The three internal memos from Mobil, Chevron, and Texaco show different ways the oil giants closed down refining capacity and drove independent refiners out of business. The confidential memos demonstrate a nationwide effort by American Petroleum Institute, the lobbying and research arm of the oil industry, to encourage the major refiners to close their refineries in the mid-1990s in order to raise the price at the pump.

 

"Large oil companies have for a decade artificially shorted the gasoline market to drive up prices," said FTCR president Jamie Court, who successfully fought" to keep Shell Oil from needlessly closing its Bakersfield, California refinery this year. Oil companies know they can make more money by making less gasoline. Katrina should be a wakeup call to America that the refiners profit widely when they keep the system running on empty."

 

"It's now obvious to most Americans that we have a refinery shortage," said petroleum consultant Tim Hamilton, who authored a recent report about oil company price gouging for FTCR. (Click here to read the report.) "To point to the environmental laws as the cause simply misses the fact that it was the major oil companies, not the environmental groups, that used the regulatory process to create artificial shortages and limit competition."

 

The memos from Mobil, Chevron and Texaco show the following:

 

* An internal 1996 memorandum from Mobil demonstrates the oil company's successful strategies to keep smaller refiner Powerine from reopening its California refinery.

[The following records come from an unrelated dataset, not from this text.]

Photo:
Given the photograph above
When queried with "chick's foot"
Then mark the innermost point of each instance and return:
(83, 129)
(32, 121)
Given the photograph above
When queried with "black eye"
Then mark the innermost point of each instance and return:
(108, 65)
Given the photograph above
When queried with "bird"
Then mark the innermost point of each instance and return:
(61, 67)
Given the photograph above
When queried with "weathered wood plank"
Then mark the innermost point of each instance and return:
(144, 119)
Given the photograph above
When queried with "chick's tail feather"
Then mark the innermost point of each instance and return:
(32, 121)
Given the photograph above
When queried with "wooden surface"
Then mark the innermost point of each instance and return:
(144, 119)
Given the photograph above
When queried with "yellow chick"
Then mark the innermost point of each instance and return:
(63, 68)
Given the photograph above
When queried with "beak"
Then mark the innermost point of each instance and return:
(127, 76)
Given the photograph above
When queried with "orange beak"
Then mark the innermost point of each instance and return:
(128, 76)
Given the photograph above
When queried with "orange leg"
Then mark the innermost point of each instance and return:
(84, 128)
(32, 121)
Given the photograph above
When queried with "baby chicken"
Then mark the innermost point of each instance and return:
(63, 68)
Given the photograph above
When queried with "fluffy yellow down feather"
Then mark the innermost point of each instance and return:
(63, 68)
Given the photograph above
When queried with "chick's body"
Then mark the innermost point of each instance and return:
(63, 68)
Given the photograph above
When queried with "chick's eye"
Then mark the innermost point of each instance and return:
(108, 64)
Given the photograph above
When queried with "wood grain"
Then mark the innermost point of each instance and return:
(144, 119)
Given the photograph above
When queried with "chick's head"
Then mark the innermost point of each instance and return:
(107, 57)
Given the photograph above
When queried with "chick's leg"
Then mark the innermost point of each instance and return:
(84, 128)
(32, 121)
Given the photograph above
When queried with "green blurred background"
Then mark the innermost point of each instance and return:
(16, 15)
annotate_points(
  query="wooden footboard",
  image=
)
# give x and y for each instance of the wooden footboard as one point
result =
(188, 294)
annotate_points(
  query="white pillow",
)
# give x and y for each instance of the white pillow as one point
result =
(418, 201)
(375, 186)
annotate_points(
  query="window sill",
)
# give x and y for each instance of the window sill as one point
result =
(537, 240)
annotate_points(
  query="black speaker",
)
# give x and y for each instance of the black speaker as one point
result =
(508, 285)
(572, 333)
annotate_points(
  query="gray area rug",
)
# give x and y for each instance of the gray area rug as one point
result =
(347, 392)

The document makes it clear that much of the hardships created by California's regulations governing refineries came at the urging of the major oil companies and not the environmental organizations blamed by the industry. The other alternative plan discussed in the event Powerine did open the refinery was "... buying all their avails and marketing it ourselves" to insure the lower price fuel didn't get into the market. Click here to read the Mobil memo.

 

* An internal Chevron memo states; "A senior energy analyst at the recent API convention warned that if the US petroleum industry doesn't reduce its refining capacity it will never see any substantial increase in refinery margins." It then discussed how major refiners were closing down their refineries.

 

* The Texaco memo disclosed how the industry believed in the mid-1990s that "the most critical factor facing the refining industry on the West Coast is the surplus of refining capacity, and the surplus gasoline production capacity. (The same situation exists for the entire U.S. refining industry.) Supply significantly exceeds demand year-round. This results in very poor refinery margins and very poor refinery financial results. Significant events need to occur to assist in reducing supplies and/or increasing the demand for gasoline. One example of a significant event would be the elimination of mandates for oxygenate addition to gasoline. Given a choice, oxygenate usage would go down, and gasoline supplies would go down accordingly. (Much effort is being exerted to see this happen in the Pacific Northwest.)" As a result of such pressure, Washington State eliminated the ethanol mandate -- requiring greater quantities of refined supply to fill the gasoline volume occupied by ethanol.